Merrelli observes that the cloud may not be the best choice for every task. Once a near-term task is identified that may be appropriate for cloud-based processing, he notes that it should have at least three basic characteristics:

  • The task is something you were going to do anyway (e.g., you’re not creating a new task simply to do work in the cloud or experiment in the cloud)
  • The task requires the use of data already in the cloud, such as a NASA dataset in the Earthdata Cloud
  • The task is large enough so that doing it in the cloud will end up saving research and analysis time

Regarding costs for using cloud-based workflows, one take-home message for Merrelli following his Openscapes work is that $100s per year for cloud computing expenses will go a long way. He emphasizes that there can be significant effort in optimizing general workflows for the cloud. However, many satellite data analyses are time-consuming primarily due to the large size of the data records, and most of the processing time is consumed by data input/output (I/O). These types of workflows can be very efficient when run in cloud computing environments due to the ability to use large numbers of parallelized processes to access a dataset.

Overall, Merrelli’s Openscapes cloud experience has been a game-changer for how he now approaches his science. “[The cloud environment] feels like a superpower for processing these satellite datasets,” he says. “It’s a new capability that’s allowing new analyses and the fusion of multiple satellite data records.”

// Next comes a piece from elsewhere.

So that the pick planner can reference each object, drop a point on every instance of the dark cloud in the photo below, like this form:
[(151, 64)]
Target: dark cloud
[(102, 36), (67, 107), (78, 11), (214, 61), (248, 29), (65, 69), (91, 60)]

Dr. Elizabeth (Eli) Holmes, Statistician, Mathematical Biology and Systems Monitoring Program, NOAA National Marine Fisheries Service (NMFS)

Holmes currently leads the NMFS Open Science initiative. The overarching vision of NMFS Open Science is to support scientists, developers, resource managers, and policy analysts within NMFS in fulfilling NOAA’s Open Science mandates.

Holmes was an early NASA Openscapes participant, first becoming involved during the Openscapes 2021 Cloud Hackathon. This was also her first introduction to JupyterHubs. “For me to be able to drop right into this environment and have it all set up to do cool science, I was like, this is the way,” Holmes says during a session at the 2024 Earth Science Information Partners (ESIP) Summer Meeting.

After her onboarding and work with NASA Openscapes DAAC mentors, Holmes took on a leadership position in her NOAA Fisheries office to oversee training in open science and NOAA efforts toward open data, open collaboration, and open workflows in the cloud. “My focus is on helping staff—particularly the scientific staff—adopt new analysis workflows based on reproducible environments,” she says.

Through her ongoing work in cloud-based environments, Holmes observes that one of the barriers staff in large organizations face for adopting reproducible workflows is just setting up these workflow environments. She notes that while most people can set up environments that require one or two simple installations of software or processing systems, this becomes more difficult when complex environments need to be installed. Setting up environments for the analysis of large cloud-based data collections often requires IT assistance and getting the time necessary for people with the requisite expertise to work on an individual system.

One of Holmes’ realizations is that putting the software, processing systems, and other supporting elements into a container makes it much easier to accelerate innovation, as a staff scientist needs only to install the container and they have their entire cloud-based processing environment ready to go. “You set up the environment once and then thousands of people can use it,” says Holmes.

Another realization for Holmes through her Openscapes and NOAA work is that the cloud is not one-size-fits-all. Individuals from different organizations and environments have different needs that must be considered.

“When you’re thinking about fledging, we’re in this JupyterHub way up high in this Openscapes environment and it’s easy to think that the only people who need to fledge are birds,” says Holmes. “But some of those people [who need to fledge] are zebras, and zebras have very different needs, and they still need to get down from the nest. It’s important to remember that it’s not all just birds in the nest.